А поскольку, умудренный жизненным опытом папа закономерно боялся, что любимого сына, умненького, но маленького и толстенького, будут бить в школе, Фиме в четыре года пришлось познакомиться с самбо. К великому ужасу мамы: «Учить драться!!! Фима же приличный мальчик! Он же играет на скрипке и будет вторым Давидом Ойстрахом или Ицхаком Перельманом».

Как папе удалось добиться, чтобы четырехлетку приняли в секцию, и как тренер умудрялся работать с ним, без единого спарринг-партнера в хотя бы близкой весовой категории — тайна, покрытая мраком.

Но уже через два года не только ровесникам, но и пацанам на пару лет старше, связываться с Фимой не стоило. Заодно он перестал быть толстеньким, хотя маленьким и умненьким так и остался.

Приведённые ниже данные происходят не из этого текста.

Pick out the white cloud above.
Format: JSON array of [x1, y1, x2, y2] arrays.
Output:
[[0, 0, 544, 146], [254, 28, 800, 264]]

А еще через год первоклассник Фима увидел в кабинете труда сверлильный станок (ручной, еще дореволюционного выпуска, тот самый «Станокъ Феникса»). И пропал для окружающего мира.

Скрипка (Фимочка, тебе же прочат великое будущее, шо ты сибе думаешь?!) была заброшена. Шахматы (у тебя уже второй разряд! Ты же почти Ботвинник!) — тоже. Школьная программа Фиме не была нужна до третьего класса, минимум, хотя посещать школу все равно приходилось. Домашние задания мальчик приспособился делать под партой во время следующего урока. Учителя этого демонстративно не замечали. В конце концов, ученика лучше в школе не было.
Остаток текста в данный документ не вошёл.